Since the renaissance of deep learning (DL), facial expression recognition (FER) has received a lot of interest, with continual improvement in the performance. Hand-in-hand with performance, new challenges have come up. Modern FER systems deal with face images captured under uncontrolled conditions (also called in-the-wild scenario) including occlusions and pose variations. They successfully handle such conditions using deep networks that come with various components like transfer learning, attention mechanism and local-global context extractor. However, these deep networks are highly complex with large number of parameters, making them unfit to be deployed in real scenarios. Is it possible to build a light-weight network that can still show significantly good performance on FER under in-the-wild scenario? In this work, we methodically build such a network and call it as Imponderous Net.
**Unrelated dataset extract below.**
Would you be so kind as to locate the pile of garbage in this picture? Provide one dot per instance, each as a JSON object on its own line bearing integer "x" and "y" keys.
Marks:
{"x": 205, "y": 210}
We leverage on the aforementioned components of deep networks for FER, and analyse, carefully choose and fit them to arrive at Imponderous Net. Our Imponderous Net is a low calorie net with only 1.45M parameters, which is almost 50x less than that of a state-of-the-art (SOTA) architecture. Further, during inference, it can process at the real time rate of 40 frames per second (fps) in an intel-i7 cpu. Though it is low calorie, it is still power packed in its performance, overpowering other light-weight architectures and even few high capacity architectures. Specifically, Imponderous Net reports 87.09\%, 88.17\% and 62.06\% accuracies on in-the-wild datasets RAFDB, FERPlus and AffectNet respectively. It also exhibits superior robustness under occlusions and pose variations in comparison to other light-weight architectures from the literature.